June 2011


Tonight I am hosting the weekly #RPGchat on Twitter. Our usual hostess – @d20Blonde is away visiting family so I volunteered my services for the chat lead.  The topic is chosen and reminders have been tweeted, stop in if you can ..

The other project I have gotten into via Kickstarter is d20 Morningstar. This is a RPG using smartphones and GPS to play out a fantasy RPG. From the d20 Morningstar website:

d20 Morningstar is a mobile role playing game that mashes geo-location with d20 game mechanics. Players search their world for monsters, traps and other player characters; and then interact with those encounters to earn experience and loot.

This sound intriguing especially from the standpoint of being a Dungeon Master and setting up quests for other players. Think of setting up a quest in a park where the players smartphones/GPS are leading them through to the goal and fighting the monsters along the way, intriguing blend of reality and fantasy…

 

I was turned on to Jeremy Keller’s role playing project on Kickstarter called Technoir by one of our Twitter chats. Technoir is a hardboiled cyberpunk role-playing game set in a bleak and desperate future. I am certainly a sucker for Cyberpunk games and settings, I love that blend of tech with the bleak despair of a cyberpunk near future …

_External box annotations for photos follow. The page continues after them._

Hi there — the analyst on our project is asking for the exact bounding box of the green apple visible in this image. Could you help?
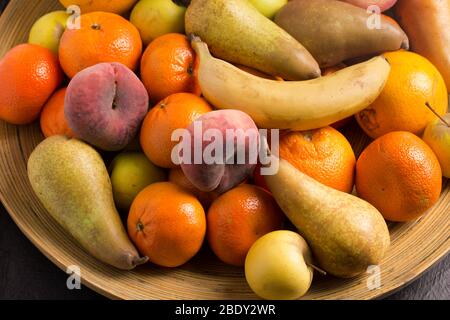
[130,0,186,45]
[110,152,167,211]
[249,0,288,19]
[423,113,450,178]
[28,11,69,54]
[245,230,313,300]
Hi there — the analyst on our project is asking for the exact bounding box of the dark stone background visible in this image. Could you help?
[0,0,450,300]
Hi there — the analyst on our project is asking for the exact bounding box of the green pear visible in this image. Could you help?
[28,136,147,270]
[185,0,320,80]
[28,11,69,54]
[265,156,390,278]
[275,0,409,67]
[245,230,313,300]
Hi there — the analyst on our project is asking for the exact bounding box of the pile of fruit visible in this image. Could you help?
[0,0,450,299]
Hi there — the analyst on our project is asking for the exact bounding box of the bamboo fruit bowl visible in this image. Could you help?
[0,0,450,299]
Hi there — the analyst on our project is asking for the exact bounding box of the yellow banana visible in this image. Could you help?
[192,37,391,130]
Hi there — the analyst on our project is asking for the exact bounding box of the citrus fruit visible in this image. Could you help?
[207,184,284,266]
[40,88,74,138]
[280,127,356,193]
[141,93,212,168]
[0,44,63,125]
[356,51,448,138]
[59,12,142,78]
[141,33,201,101]
[128,182,206,267]
[59,0,137,14]
[356,131,442,221]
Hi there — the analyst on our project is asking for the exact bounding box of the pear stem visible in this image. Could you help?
[425,102,450,128]
[306,263,327,276]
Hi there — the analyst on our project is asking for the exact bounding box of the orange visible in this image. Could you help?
[59,12,142,78]
[59,0,137,14]
[356,131,442,221]
[280,127,356,193]
[0,44,63,125]
[207,184,284,266]
[128,182,206,267]
[41,88,74,138]
[169,168,218,208]
[356,51,448,138]
[141,93,212,168]
[141,33,201,101]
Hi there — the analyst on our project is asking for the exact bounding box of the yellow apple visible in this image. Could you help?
[130,0,186,45]
[249,0,288,19]
[245,230,313,300]
[110,152,167,211]
[423,113,450,178]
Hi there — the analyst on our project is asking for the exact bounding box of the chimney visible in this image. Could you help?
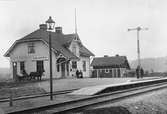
[55,27,62,34]
[39,24,47,30]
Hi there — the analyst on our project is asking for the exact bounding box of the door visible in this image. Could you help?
[61,63,65,78]
[12,62,17,81]
[37,61,44,72]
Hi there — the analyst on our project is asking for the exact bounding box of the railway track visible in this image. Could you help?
[5,78,167,114]
[0,89,77,103]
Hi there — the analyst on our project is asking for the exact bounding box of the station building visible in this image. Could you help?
[4,21,94,79]
[91,55,130,78]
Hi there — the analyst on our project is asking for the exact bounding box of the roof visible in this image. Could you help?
[91,56,130,68]
[5,29,94,59]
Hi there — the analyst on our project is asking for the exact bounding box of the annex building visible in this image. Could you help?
[91,55,130,78]
[4,20,94,79]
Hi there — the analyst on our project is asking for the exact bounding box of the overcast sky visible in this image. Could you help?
[0,0,167,67]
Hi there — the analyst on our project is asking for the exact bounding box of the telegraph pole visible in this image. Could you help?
[128,27,148,77]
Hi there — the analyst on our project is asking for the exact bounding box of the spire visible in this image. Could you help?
[75,8,77,34]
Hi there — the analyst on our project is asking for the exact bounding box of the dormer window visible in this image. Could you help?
[28,42,35,54]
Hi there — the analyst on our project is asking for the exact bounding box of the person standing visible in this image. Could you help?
[76,69,79,78]
[136,66,140,79]
[140,68,144,78]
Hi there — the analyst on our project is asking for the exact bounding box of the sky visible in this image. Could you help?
[0,0,167,67]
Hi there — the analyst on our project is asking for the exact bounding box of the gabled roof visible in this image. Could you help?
[91,56,130,68]
[4,29,93,59]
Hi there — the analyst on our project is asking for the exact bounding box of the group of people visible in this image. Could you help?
[76,70,83,78]
[136,66,144,78]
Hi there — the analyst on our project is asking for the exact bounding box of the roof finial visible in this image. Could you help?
[75,8,77,34]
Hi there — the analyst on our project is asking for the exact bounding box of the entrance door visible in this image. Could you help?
[57,58,66,78]
[12,62,17,81]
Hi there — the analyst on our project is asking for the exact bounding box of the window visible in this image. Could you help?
[20,61,25,72]
[28,42,35,54]
[105,69,109,73]
[82,61,86,72]
[37,61,44,72]
[72,61,77,69]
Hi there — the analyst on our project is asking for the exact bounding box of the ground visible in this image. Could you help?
[0,78,135,99]
[84,83,167,114]
[0,78,164,114]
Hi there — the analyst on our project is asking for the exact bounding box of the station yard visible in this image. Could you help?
[0,77,160,99]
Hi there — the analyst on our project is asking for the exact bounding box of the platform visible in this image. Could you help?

Technoir is a roleplaying game. You play protagonists like cyber-tweaked couriers, hard-nosed investigators, and drugged-out hackers making opportunities for themselves in a despairing world. Using a rules-light system with enough intricacies to spark new fires of hardboiled crime novels and cyberpunk science fiction, Technoir lets you coax, hack, fight, prowl, and shoot your way through a dark future. It features Transmissions—city guides brimming with plot nodes to inspire your high-tech adventures—that the GM uses to create tangled and compelling plot webs that expand and evolve as the players’ characters engage it.

This game funded at way over the goal and looks very interesting .

I sat in on a session of  Technoir in order to get a feel for the resolution and mechanics, I liked what I saw of this. The system is built for a narrative style of gameplay the RPGs have trended to lately. I like the simple dice pool mechanic the game uses for action resolution. It seems to be one of those systems which is complex at first but then rolls very quickly once you get the hang of it. In the below video Jeremy explains the basics or action resolution.

I really want to see more games going to the narrative style where the dice roll resolves the action, but the player comes up with the explanation of what actually happened. This makes the GM’s role that of filling in the blanks and moves the gaming experience much closer to the collaborative storytelling that tabletop RPGs have as their potential.

I picked up a copy of Matt Alt’s Yokai Attack! book recently, Folklore in general always interests me and since I picked up a copy of Reality Blur’s Iron Dynasty campaign setting to use for fantasy games set in old Japan with dark magic. Yokai Attack is an encyclopedia of monsters from Japanese superstition and tradition.

My favorite so far would be the neko-mata which are cats grown very old and which have gained paranormal powers. After a cat grows to a certain age its tail is said to split into two and the powers manifest. It is easy to imagine an random encounter for a group of adventurer’s in Iron Dynasty as meeting with a ferocious twin tailed cat who has the ability to raise and control the dead and has a taste for human flesh.

from the Wiki entry for bakeneko:

bakeneko (化け猫?, “monstercat“) is, in Japanese folklore, a cat with supernatural abilities akin to those of the fox or raccoon dog. A cat may become a bakeneko in a number of ways: it may reach a certain age, be kept for a certain number of years, grow to a certain size, or be allowed to keep a long tail. In the last case, the tail forks in two and the bakeneko is then called a nekomata (猫又?, or 猫股 “forked-cat”). This superstition may have some connection to the breeding of the Japanese Bobtail.

The connection between the folklore of the twin tailed monster cat and the Japanese bobtailed cats is one of those interesting crosses of superstition and reality.